The honeybees in my garden are very busy gathering nectar from the plants. I think the cooler temps have made them a bit frantic as they are buzzing about my head if I obstruct their flight path to the flowers. My local nursery has put all their perennials on sale and I have added to the garden some bee favorites: Joe Pye Weed, anise hyssop, bee balm and verbena. A word of caution about buying plants this late in the season, most are terribly pot bound and will have a bit more transplant shock than those bought earlier in the year. Look for plants that have healthy foliage and not many flowers. Be sure to water daily and if they continue to look stressed, meaning wilty, snip off all the blooms, to force energy to the roots. Planting at this time of year is basically planning ahead for next year's garden, by getting the new plants into the ground to form strong roots before winter.
I have been increasingly concerned about the honeybee populations and read the recent article in the August 19, 2013 issue of Time magazine, A World without Bees, by Bryan Walsh. I have a link to the partial article but you will have to subscribe to Time to read it in total http://www.time.com/time/magazine/article/0,9171,2149141,00.html In summary, pesticides called neoniotinoids used by commercial agricultural farms are poisoning hives and causing massive bee die offs. Another honeybee stressor seems to fall square onto commercial agriculture as well, which is the monoculture of corn & wheat production, neither having significant pollen production to support the bees. The overall, focus of the article was to increase public awareness that without bees to pollinate, our food supply is seriously threatened.

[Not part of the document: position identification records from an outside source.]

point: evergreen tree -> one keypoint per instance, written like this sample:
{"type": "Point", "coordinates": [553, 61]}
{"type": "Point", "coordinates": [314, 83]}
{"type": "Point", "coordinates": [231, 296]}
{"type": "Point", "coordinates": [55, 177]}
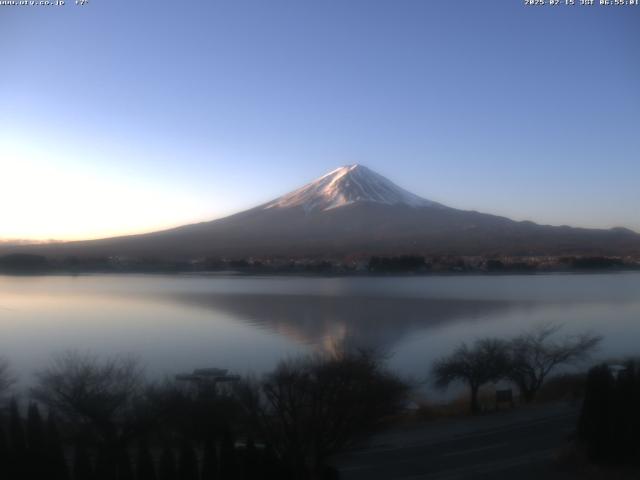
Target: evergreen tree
{"type": "Point", "coordinates": [106, 464]}
{"type": "Point", "coordinates": [4, 453]}
{"type": "Point", "coordinates": [210, 461]}
{"type": "Point", "coordinates": [36, 444]}
{"type": "Point", "coordinates": [58, 469]}
{"type": "Point", "coordinates": [146, 469]}
{"type": "Point", "coordinates": [16, 430]}
{"type": "Point", "coordinates": [228, 463]}
{"type": "Point", "coordinates": [167, 465]}
{"type": "Point", "coordinates": [18, 462]}
{"type": "Point", "coordinates": [35, 429]}
{"type": "Point", "coordinates": [125, 470]}
{"type": "Point", "coordinates": [251, 461]}
{"type": "Point", "coordinates": [188, 462]}
{"type": "Point", "coordinates": [82, 466]}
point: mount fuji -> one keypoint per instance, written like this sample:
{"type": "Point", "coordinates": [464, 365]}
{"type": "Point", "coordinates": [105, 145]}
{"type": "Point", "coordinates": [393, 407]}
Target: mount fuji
{"type": "Point", "coordinates": [355, 211]}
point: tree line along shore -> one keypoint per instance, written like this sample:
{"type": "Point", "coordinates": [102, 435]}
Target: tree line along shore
{"type": "Point", "coordinates": [92, 418]}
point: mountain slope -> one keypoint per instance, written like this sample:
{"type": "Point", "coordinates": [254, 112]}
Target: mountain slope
{"type": "Point", "coordinates": [353, 210]}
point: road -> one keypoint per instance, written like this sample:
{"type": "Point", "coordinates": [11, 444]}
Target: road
{"type": "Point", "coordinates": [517, 444]}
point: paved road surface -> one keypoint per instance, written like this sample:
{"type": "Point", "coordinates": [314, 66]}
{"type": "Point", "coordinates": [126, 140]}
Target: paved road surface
{"type": "Point", "coordinates": [515, 445]}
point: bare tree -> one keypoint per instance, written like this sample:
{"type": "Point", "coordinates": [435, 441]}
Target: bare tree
{"type": "Point", "coordinates": [535, 354]}
{"type": "Point", "coordinates": [91, 393]}
{"type": "Point", "coordinates": [487, 360]}
{"type": "Point", "coordinates": [313, 407]}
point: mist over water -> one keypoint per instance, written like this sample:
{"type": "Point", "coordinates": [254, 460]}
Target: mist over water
{"type": "Point", "coordinates": [247, 324]}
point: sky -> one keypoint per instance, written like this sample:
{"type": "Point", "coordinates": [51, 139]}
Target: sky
{"type": "Point", "coordinates": [119, 117]}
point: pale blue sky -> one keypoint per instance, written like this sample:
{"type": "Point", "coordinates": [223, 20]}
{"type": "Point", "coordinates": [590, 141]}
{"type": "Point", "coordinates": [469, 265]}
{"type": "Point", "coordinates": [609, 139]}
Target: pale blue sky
{"type": "Point", "coordinates": [124, 116]}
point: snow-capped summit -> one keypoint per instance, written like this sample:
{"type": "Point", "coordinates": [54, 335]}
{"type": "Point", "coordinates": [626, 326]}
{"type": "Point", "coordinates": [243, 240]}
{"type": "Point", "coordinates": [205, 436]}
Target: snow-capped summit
{"type": "Point", "coordinates": [347, 185]}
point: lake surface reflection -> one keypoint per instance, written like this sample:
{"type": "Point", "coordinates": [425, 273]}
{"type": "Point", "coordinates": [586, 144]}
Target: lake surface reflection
{"type": "Point", "coordinates": [177, 323]}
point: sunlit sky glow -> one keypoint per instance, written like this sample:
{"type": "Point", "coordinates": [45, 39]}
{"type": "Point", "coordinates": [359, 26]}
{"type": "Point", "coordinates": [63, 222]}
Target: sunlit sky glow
{"type": "Point", "coordinates": [123, 117]}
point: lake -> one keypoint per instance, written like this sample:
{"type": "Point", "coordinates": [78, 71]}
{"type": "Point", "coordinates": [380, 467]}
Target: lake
{"type": "Point", "coordinates": [176, 323]}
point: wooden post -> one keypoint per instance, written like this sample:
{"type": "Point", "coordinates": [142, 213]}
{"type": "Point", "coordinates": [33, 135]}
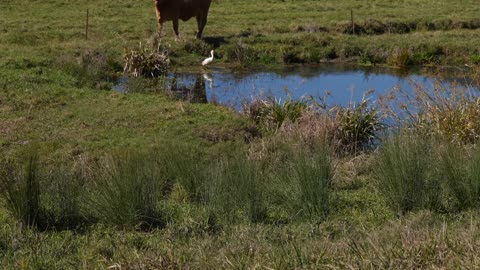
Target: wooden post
{"type": "Point", "coordinates": [86, 26]}
{"type": "Point", "coordinates": [353, 22]}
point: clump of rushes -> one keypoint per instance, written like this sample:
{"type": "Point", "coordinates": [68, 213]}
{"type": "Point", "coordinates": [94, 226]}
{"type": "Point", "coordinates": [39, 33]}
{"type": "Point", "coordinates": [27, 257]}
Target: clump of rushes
{"type": "Point", "coordinates": [308, 179]}
{"type": "Point", "coordinates": [446, 112]}
{"type": "Point", "coordinates": [237, 189]}
{"type": "Point", "coordinates": [146, 62]}
{"type": "Point", "coordinates": [127, 190]}
{"type": "Point", "coordinates": [272, 113]}
{"type": "Point", "coordinates": [406, 173]}
{"type": "Point", "coordinates": [21, 191]}
{"type": "Point", "coordinates": [356, 126]}
{"type": "Point", "coordinates": [461, 173]}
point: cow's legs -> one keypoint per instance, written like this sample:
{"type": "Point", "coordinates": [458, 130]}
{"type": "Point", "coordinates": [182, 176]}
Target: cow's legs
{"type": "Point", "coordinates": [175, 28]}
{"type": "Point", "coordinates": [201, 22]}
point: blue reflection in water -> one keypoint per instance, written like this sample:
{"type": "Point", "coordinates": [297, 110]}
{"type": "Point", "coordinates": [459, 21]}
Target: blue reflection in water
{"type": "Point", "coordinates": [344, 84]}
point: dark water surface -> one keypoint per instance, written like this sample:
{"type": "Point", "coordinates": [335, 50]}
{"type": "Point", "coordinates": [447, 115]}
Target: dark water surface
{"type": "Point", "coordinates": [342, 84]}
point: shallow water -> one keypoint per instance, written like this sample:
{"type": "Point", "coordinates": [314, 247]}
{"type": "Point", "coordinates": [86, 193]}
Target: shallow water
{"type": "Point", "coordinates": [339, 84]}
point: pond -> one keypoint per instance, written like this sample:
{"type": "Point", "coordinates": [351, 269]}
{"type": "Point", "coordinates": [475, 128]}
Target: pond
{"type": "Point", "coordinates": [336, 84]}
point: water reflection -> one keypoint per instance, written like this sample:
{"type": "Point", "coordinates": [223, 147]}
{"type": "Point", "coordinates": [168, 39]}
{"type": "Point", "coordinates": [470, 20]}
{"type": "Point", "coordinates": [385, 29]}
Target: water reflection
{"type": "Point", "coordinates": [182, 89]}
{"type": "Point", "coordinates": [344, 83]}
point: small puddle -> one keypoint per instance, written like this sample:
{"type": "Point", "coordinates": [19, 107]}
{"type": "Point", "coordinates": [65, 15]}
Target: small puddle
{"type": "Point", "coordinates": [343, 84]}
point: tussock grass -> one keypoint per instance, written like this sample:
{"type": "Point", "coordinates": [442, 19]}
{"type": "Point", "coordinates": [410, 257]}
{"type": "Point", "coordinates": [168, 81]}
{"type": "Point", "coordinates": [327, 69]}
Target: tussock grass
{"type": "Point", "coordinates": [405, 173]}
{"type": "Point", "coordinates": [460, 169]}
{"type": "Point", "coordinates": [21, 191]}
{"type": "Point", "coordinates": [127, 190]}
{"type": "Point", "coordinates": [445, 112]}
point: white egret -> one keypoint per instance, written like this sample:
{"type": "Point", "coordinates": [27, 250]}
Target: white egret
{"type": "Point", "coordinates": [208, 77]}
{"type": "Point", "coordinates": [208, 60]}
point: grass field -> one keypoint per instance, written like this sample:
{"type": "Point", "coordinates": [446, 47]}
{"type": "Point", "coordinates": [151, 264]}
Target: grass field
{"type": "Point", "coordinates": [91, 178]}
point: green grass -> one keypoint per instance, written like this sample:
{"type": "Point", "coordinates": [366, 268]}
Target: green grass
{"type": "Point", "coordinates": [141, 180]}
{"type": "Point", "coordinates": [406, 173]}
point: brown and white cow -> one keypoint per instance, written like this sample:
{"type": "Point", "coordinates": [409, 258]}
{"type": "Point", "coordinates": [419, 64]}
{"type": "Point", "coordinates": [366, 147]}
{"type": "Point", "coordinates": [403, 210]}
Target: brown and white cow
{"type": "Point", "coordinates": [175, 10]}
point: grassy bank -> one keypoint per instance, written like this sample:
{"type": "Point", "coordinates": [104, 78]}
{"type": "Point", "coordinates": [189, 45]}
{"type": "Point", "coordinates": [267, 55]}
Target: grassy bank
{"type": "Point", "coordinates": [258, 32]}
{"type": "Point", "coordinates": [91, 178]}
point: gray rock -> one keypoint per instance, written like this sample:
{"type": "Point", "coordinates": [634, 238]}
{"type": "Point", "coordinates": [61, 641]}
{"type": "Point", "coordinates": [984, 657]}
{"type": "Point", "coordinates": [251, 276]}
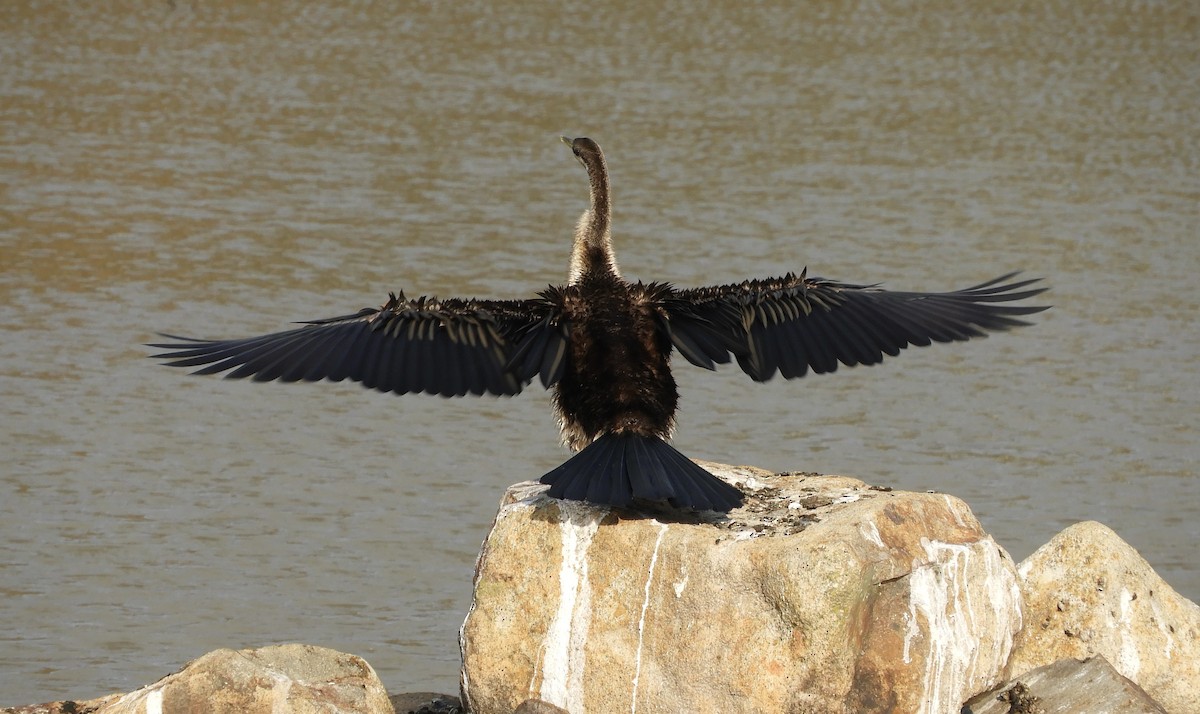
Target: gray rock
{"type": "Point", "coordinates": [1067, 687]}
{"type": "Point", "coordinates": [1089, 593]}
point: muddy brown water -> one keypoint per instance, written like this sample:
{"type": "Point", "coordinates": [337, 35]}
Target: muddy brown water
{"type": "Point", "coordinates": [221, 169]}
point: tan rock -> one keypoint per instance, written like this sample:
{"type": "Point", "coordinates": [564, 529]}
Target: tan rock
{"type": "Point", "coordinates": [1090, 593]}
{"type": "Point", "coordinates": [286, 678]}
{"type": "Point", "coordinates": [821, 594]}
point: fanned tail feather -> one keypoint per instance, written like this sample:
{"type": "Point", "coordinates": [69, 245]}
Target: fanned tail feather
{"type": "Point", "coordinates": [619, 468]}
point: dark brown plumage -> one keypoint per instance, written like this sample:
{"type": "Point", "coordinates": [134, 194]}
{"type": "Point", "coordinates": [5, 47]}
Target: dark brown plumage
{"type": "Point", "coordinates": [604, 346]}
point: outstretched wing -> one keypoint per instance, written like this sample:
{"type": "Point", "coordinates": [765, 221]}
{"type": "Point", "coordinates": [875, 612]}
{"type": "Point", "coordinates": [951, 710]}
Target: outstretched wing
{"type": "Point", "coordinates": [445, 347]}
{"type": "Point", "coordinates": [795, 323]}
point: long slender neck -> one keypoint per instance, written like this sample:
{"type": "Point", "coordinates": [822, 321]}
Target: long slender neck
{"type": "Point", "coordinates": [592, 253]}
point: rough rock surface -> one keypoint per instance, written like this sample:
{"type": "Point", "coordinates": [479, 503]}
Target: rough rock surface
{"type": "Point", "coordinates": [1067, 687]}
{"type": "Point", "coordinates": [280, 679]}
{"type": "Point", "coordinates": [1090, 593]}
{"type": "Point", "coordinates": [821, 594]}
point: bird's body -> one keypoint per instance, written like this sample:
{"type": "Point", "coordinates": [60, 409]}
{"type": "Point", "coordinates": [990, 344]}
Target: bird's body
{"type": "Point", "coordinates": [603, 345]}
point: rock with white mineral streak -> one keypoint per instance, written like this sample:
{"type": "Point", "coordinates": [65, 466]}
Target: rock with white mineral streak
{"type": "Point", "coordinates": [820, 594]}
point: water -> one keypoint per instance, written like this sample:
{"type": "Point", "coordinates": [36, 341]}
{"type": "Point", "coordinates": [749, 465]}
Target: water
{"type": "Point", "coordinates": [220, 169]}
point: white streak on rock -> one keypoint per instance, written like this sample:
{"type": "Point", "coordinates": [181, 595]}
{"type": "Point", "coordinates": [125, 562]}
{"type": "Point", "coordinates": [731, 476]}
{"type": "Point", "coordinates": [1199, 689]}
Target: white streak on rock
{"type": "Point", "coordinates": [871, 533]}
{"type": "Point", "coordinates": [681, 586]}
{"type": "Point", "coordinates": [1128, 663]}
{"type": "Point", "coordinates": [641, 621]}
{"type": "Point", "coordinates": [940, 595]}
{"type": "Point", "coordinates": [563, 666]}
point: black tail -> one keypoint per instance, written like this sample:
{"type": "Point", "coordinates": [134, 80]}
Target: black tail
{"type": "Point", "coordinates": [618, 468]}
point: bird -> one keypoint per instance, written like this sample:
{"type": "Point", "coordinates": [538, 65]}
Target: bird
{"type": "Point", "coordinates": [603, 346]}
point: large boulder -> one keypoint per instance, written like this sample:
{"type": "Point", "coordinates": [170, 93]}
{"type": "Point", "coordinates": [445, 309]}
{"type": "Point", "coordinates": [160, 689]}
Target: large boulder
{"type": "Point", "coordinates": [821, 594]}
{"type": "Point", "coordinates": [1090, 593]}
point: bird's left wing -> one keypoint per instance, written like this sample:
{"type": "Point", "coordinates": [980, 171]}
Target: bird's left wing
{"type": "Point", "coordinates": [795, 323]}
{"type": "Point", "coordinates": [445, 347]}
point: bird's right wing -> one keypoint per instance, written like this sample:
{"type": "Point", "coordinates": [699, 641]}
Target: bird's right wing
{"type": "Point", "coordinates": [795, 323]}
{"type": "Point", "coordinates": [445, 347]}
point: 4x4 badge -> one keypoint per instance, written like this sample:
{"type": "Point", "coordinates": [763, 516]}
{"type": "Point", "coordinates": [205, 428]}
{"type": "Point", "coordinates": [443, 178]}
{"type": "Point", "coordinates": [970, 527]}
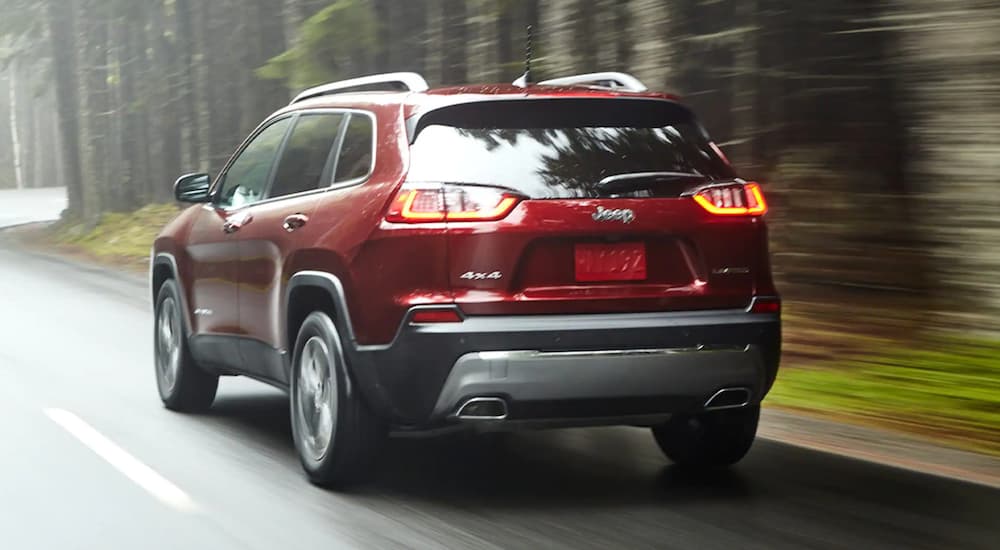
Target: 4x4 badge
{"type": "Point", "coordinates": [624, 215]}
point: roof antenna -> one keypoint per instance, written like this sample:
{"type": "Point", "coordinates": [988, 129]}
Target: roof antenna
{"type": "Point", "coordinates": [525, 79]}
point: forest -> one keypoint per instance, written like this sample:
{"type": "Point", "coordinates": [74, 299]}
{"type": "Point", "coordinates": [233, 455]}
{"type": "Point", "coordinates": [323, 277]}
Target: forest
{"type": "Point", "coordinates": [874, 126]}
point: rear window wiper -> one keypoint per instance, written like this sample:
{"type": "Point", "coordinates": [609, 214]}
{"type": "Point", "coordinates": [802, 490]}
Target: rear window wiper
{"type": "Point", "coordinates": [638, 181]}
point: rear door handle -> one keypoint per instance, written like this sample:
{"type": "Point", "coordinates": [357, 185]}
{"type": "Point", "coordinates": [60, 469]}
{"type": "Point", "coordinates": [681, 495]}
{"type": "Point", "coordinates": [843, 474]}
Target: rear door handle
{"type": "Point", "coordinates": [295, 221]}
{"type": "Point", "coordinates": [235, 223]}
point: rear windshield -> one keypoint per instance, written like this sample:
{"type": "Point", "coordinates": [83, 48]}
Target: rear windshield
{"type": "Point", "coordinates": [564, 148]}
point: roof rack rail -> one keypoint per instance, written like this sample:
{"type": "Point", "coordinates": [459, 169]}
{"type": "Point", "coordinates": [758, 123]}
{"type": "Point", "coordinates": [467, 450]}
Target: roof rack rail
{"type": "Point", "coordinates": [412, 82]}
{"type": "Point", "coordinates": [610, 80]}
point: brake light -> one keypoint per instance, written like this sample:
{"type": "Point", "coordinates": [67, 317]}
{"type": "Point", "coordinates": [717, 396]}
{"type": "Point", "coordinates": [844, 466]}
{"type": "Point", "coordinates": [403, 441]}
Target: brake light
{"type": "Point", "coordinates": [765, 305]}
{"type": "Point", "coordinates": [425, 316]}
{"type": "Point", "coordinates": [437, 203]}
{"type": "Point", "coordinates": [738, 199]}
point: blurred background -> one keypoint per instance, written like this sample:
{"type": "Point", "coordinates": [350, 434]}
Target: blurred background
{"type": "Point", "coordinates": [873, 125]}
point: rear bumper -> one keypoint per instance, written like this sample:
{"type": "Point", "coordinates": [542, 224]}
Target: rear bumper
{"type": "Point", "coordinates": [527, 379]}
{"type": "Point", "coordinates": [607, 366]}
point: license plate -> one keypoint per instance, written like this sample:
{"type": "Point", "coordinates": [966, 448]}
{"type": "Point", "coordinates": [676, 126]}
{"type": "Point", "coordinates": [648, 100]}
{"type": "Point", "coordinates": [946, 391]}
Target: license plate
{"type": "Point", "coordinates": [610, 262]}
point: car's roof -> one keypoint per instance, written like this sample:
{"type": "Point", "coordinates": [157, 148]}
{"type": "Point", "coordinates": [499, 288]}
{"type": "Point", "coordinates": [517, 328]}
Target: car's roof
{"type": "Point", "coordinates": [415, 102]}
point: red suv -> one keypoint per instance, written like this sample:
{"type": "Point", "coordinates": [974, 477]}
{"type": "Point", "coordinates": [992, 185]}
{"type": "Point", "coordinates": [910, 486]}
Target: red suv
{"type": "Point", "coordinates": [575, 252]}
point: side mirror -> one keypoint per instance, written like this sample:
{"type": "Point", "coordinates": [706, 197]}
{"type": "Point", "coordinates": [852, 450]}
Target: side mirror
{"type": "Point", "coordinates": [193, 188]}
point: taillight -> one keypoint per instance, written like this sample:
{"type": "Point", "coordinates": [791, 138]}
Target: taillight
{"type": "Point", "coordinates": [765, 305]}
{"type": "Point", "coordinates": [433, 315]}
{"type": "Point", "coordinates": [438, 203]}
{"type": "Point", "coordinates": [737, 199]}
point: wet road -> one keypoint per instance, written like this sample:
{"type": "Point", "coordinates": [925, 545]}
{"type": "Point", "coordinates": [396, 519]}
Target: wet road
{"type": "Point", "coordinates": [89, 459]}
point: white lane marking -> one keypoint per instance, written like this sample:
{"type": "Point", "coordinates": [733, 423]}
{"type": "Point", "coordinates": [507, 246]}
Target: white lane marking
{"type": "Point", "coordinates": [131, 467]}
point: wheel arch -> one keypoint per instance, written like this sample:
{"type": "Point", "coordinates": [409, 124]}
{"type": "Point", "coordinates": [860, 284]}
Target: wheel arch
{"type": "Point", "coordinates": [164, 268]}
{"type": "Point", "coordinates": [308, 291]}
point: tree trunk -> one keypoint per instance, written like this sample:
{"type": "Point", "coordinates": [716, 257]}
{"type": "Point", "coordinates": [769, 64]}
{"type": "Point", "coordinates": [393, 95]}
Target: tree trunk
{"type": "Point", "coordinates": [186, 97]}
{"type": "Point", "coordinates": [454, 69]}
{"type": "Point", "coordinates": [949, 94]}
{"type": "Point", "coordinates": [60, 15]}
{"type": "Point", "coordinates": [15, 133]}
{"type": "Point", "coordinates": [556, 39]}
{"type": "Point", "coordinates": [96, 106]}
{"type": "Point", "coordinates": [170, 77]}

I suppose fear mongering sells magazines but I do believe the decreasing bee population is a real problem.
|Joe Pye Weed|
|Anise Hyssop "Heatwave"|
|"Black Adder" Hyssop|
If you are not sure about which flowering plants will benefit your local honeybee populations take a tour through your neighborhood park or botanical garden, looking for bee laden plants and ask questions. Many nurseries have a staff member that can direct you to the plants they sell that attract bees, butterflies and hummingbirds. Your local library will also have gardening books that are a wealth of information, even if you can only manage a five gallon bucket garden on your porch. Take a walk around your neighborhood, it might be enlightening as you never know who is a gardener until you start to look for gardens and gardeners watch bees. Another option is to check in with your local Bee Keepers Association, yep, there is honey everywhere, and these folks will also be most informative. So catch the buzzzzz and bee beneficial!